O currículo escolar tem integrado a pauta de discussões da educação nos últimos

anos. Entre 2015 e 2016 a sociedade brasileira participou de um amplo debate acerca da

construção da Base Nacional Comum Curricular (BNCC). Para a criação de um documento

único que estabelecesse as habilidades e competências que os alunos da Educação Básica

precisam desenvolver no decorrer de sua formação escolar, foram realizadas discussões em

âmbito nacional, estadual e municipal em todo o Brasil.
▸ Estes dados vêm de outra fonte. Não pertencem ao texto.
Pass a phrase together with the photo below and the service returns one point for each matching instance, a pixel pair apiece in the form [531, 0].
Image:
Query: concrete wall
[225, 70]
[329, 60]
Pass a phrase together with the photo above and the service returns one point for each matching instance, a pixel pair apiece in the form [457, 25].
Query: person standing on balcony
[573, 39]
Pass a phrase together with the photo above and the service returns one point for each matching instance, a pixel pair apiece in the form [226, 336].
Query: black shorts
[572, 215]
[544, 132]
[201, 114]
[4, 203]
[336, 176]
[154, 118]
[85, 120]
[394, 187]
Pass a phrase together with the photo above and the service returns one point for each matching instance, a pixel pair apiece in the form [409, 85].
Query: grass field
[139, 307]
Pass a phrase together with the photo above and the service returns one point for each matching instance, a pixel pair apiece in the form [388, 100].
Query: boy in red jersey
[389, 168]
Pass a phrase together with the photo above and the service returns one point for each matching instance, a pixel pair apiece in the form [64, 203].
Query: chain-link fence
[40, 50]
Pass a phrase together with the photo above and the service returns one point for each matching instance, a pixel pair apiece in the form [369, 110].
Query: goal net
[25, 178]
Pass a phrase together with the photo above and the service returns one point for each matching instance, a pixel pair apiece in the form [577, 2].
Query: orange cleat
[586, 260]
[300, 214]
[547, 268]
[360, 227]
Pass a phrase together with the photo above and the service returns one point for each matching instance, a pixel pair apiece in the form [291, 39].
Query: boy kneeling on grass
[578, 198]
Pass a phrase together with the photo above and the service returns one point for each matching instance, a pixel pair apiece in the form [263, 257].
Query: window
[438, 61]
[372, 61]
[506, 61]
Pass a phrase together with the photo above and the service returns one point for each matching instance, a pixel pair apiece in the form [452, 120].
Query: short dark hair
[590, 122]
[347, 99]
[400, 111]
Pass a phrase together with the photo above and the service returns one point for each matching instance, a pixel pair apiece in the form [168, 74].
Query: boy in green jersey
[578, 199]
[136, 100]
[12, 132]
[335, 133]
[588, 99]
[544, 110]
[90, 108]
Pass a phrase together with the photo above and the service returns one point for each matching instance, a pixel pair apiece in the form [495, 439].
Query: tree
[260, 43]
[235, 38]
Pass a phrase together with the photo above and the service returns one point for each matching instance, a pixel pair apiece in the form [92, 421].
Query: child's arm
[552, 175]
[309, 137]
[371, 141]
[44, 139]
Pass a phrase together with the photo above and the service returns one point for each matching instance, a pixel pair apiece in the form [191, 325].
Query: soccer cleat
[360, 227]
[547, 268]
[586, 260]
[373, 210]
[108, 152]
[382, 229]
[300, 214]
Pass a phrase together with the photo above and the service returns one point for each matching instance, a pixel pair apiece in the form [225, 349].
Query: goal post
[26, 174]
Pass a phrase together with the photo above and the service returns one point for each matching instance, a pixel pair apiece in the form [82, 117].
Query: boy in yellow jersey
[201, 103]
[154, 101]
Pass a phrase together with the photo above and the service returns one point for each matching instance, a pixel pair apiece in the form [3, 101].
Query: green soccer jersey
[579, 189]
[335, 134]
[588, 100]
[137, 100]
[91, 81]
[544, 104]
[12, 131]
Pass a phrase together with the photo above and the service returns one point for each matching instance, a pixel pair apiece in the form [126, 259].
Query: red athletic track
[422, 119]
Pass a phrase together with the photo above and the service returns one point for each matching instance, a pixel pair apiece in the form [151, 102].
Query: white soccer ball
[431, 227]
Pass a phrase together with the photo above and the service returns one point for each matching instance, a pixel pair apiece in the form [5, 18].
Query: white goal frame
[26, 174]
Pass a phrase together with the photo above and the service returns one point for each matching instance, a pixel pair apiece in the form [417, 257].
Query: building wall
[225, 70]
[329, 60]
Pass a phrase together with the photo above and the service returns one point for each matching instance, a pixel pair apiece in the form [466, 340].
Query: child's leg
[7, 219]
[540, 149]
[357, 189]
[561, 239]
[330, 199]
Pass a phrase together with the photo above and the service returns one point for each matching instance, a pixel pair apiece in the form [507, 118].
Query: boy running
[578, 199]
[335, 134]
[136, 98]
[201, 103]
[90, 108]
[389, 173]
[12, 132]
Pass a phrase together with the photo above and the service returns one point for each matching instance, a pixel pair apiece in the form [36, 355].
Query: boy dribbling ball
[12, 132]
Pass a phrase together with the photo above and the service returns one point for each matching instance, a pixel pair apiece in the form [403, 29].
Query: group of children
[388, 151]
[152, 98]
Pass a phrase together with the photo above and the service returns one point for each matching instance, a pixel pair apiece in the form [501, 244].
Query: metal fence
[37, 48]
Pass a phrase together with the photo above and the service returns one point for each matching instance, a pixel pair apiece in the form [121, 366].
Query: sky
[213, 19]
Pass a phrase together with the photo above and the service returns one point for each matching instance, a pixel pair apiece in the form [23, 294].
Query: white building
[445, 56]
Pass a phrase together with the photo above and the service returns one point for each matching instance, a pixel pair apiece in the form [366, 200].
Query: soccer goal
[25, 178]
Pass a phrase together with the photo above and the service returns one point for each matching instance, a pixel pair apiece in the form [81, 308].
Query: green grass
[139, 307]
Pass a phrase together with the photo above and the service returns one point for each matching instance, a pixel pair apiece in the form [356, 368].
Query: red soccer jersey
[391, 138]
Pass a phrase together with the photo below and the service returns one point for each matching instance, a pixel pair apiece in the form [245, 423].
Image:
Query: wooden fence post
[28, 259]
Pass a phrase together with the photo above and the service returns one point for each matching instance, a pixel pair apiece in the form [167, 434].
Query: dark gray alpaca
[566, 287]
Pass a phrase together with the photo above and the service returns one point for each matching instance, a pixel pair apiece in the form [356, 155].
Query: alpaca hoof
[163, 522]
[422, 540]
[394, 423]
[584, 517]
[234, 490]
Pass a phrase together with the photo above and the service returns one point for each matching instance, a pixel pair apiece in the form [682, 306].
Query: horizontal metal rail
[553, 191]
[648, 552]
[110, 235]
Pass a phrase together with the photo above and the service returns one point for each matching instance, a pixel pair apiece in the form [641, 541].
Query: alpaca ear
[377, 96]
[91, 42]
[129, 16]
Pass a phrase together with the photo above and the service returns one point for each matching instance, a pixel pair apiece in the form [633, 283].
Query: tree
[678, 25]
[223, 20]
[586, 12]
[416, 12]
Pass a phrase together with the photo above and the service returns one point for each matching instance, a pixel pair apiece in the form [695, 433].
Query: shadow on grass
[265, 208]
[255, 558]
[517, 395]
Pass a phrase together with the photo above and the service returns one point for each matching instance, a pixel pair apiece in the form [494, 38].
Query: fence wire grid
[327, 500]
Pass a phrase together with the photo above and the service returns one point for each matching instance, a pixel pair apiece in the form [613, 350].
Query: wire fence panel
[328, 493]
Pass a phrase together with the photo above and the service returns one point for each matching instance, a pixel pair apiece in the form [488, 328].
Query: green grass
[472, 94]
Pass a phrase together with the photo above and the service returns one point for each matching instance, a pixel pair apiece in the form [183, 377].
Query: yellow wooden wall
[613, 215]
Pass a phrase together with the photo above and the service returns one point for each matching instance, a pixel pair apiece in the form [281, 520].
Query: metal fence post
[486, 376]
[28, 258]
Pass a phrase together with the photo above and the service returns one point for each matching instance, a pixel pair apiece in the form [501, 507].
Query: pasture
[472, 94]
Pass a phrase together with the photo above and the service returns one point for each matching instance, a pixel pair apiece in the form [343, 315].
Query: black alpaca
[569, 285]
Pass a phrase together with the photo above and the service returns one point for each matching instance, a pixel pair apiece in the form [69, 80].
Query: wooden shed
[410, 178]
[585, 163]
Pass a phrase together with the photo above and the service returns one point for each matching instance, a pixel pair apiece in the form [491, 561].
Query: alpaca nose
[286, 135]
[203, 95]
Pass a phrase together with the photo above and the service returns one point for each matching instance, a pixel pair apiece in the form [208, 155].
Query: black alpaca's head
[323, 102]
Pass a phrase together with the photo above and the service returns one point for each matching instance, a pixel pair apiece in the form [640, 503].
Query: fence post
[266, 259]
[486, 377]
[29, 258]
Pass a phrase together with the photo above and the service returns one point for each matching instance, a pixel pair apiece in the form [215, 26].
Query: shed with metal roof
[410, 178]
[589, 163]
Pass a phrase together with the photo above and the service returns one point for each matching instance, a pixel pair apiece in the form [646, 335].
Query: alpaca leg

A criação da BNCC ressalta a necessidade de reformulação dos currículos das escolas

brasileiras. Apesar das efervescentes discussões acerca do tema, por meio de Diretrizes,

Parâmetros e Referenciais Curriculares Nacionais, a lógica do currículo disciplinar

instrucionista não sofreu significativas mudanças em sua dimensão prática

(VASCONCELLOS, 2011).

Frente a essa realidade, Vasconcellos (2011) pontua a necessidade de que se

considere a atividade humana como princípio educativo, no contexto do processo de ensino

e aprendizagem, isto é, “[...] da pessoa, no processo educativo escolar (e não dos conteúdos

ou metodologias, que são meios e não fins [...]“ (VASCONCELLOS, 2011, p. 13).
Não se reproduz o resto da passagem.